In many ways, Knock at the Cabin is Shyamalan’s most political film, arguably biting off more than it can chew at some points, but always hitting its talking points without coming across as didacticism. The story revolves around a same sex couple trying to protect their child, and while initially Knock at the Cabin comes across like a metaphor for the various ways society tries to get queer people to change their identities (something made more apparent by the aforementioned flashbacks designed to better flesh out hot headed Andrew and the far more cautious Eric’s personalities), the focus quickly shifts to larger ethical and societal questions. The fact that Shyamalan is able to do all of this without ignoring the queerness at the heart of the story is quite a feat.

The time-sensitive, lightning pace of Shyamalan’s single setting horror melodrama covers a lot of bases. It’s clear from the start that there’s some sort of major coincidence at play, and while some filmgoers might balk at a film that’s literally built around contrivance, Shyamalan leans into this gambit instead of running away from it, showing a great deal of respect for the intelligence of the viewer. The mystery isn’t that Knock at the Cabin will all come down to some intricately woven coincidence, but that such a thing could be explained in a lot of different ways. Is it the result of mental illness, poorly interpreted dreams and visions, lives spent in social media echo chambers, past slights, or there could be something biblical in nature behind all of this.

Shyamalan wants the viewer to try to think about all of these matters at once, much in the same way that the family is struggling to keep up with their continually evolving peril. It’s emotional overkill, but it’s meant to be too much to handle. If it didn’t feel like too much, there would be no immediacy. The single setting forces the viewers to be locked in the room with these questions, but Knock at the Cabin is never a static viewing experience. Making the most of some carefully adopted zooms, close-ups, tilts, and movements, Shyamalan does everything possible to make his work cinematic without distracting from a story that benefits most from stillness. While the cabin itself isn’t all that much to look at from a production design standpoint, everything happening within the structure never comes across like a stage play adapted to the screen.

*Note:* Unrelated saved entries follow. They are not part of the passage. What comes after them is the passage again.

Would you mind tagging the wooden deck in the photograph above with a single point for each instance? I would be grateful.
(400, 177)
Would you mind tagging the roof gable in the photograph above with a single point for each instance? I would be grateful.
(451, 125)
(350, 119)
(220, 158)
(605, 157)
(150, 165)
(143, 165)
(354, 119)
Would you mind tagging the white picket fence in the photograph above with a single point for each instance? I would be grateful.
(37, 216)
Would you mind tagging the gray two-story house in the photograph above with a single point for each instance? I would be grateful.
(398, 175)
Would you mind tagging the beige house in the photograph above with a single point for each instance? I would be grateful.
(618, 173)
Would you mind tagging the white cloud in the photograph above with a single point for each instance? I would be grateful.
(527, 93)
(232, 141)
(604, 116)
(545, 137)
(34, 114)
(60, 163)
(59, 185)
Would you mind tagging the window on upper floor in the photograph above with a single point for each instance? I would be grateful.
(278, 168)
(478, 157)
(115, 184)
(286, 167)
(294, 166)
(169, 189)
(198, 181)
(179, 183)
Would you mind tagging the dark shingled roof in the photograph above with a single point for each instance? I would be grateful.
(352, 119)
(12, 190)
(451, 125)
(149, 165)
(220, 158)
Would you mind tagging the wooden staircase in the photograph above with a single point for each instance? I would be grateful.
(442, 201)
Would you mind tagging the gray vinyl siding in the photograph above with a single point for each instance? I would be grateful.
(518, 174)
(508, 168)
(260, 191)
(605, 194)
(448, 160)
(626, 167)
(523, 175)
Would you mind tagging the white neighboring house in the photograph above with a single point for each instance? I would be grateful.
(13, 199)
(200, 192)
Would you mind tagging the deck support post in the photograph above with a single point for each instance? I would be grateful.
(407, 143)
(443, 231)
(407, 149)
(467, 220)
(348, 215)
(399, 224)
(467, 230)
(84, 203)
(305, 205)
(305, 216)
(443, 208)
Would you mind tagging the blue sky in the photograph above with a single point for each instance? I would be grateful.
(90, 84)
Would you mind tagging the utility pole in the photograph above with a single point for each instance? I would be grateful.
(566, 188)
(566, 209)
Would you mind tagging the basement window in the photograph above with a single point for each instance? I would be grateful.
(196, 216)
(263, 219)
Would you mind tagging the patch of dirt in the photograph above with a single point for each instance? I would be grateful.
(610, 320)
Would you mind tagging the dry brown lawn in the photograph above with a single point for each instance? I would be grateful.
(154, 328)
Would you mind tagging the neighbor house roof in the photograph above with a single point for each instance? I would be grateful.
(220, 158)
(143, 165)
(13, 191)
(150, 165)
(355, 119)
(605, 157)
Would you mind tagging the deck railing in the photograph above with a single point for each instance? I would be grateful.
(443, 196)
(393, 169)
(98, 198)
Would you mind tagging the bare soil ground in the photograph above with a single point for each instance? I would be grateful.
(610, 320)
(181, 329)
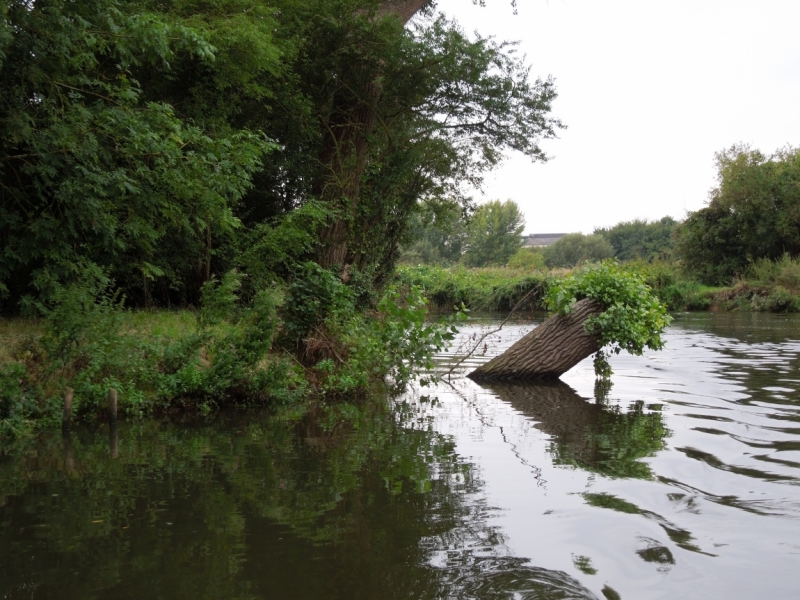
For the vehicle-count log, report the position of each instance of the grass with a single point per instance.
(767, 286)
(489, 288)
(166, 325)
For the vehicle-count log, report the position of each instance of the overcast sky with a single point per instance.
(649, 90)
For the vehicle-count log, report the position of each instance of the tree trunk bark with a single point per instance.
(548, 351)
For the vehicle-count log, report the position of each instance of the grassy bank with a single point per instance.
(767, 286)
(273, 351)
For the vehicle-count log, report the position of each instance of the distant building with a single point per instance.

Such material requires a great cast to pull it all off, and Shyamalan has put together a brilliant ensemble, led by a potentially career defining performance from Bautista. As the imposing looking, but soft spoken Leonard, Bautista commands ever second of his screen time. Bautista never portrays Leonard as a zealot, but rather as a broken hearted soul forced into having difficult conversations by a cruel twist of fate. He wants to have a talk, not an argument. Bautista differentiates the character from the rest of his “co-workers” – especially Grint’s borderline psychopath – by always showing how he sympathizes with the family’s predicament. He has wonderful chemistry with young Cui, and has perfect counterpoints in Aldridge and Groff, the latter of whom is almost equally impressive as the multi-dimensional bedrock of the family.

Despite all of this, Knock at the Cabin – like so many Shyamalan efforts before it – will be a take it or leave it proposition. On the way out of the screening I attended, there were just as many people snickering or moaning about what they saw as there were moviegoers who found themselves enchanted and engaged. This is one of those films where I think the split reaction makes things all the more interesting. Any film that inspires such a wide array of responses makes for a great conversation starter, something that very few movies these day aspire to outside of superhero franchise movies designed to make fans speculate about where things go from one entry to another. And that’s ultimately what this film is about: making people talk about what they just saw unfold. The fact that Shyamalan’s big theoretical swing also happens to be one of his most entertaining and best composed efforts is just a bonus.

Knock at the Cabin opens in theatres everywhere on Friday, February 3, 2023.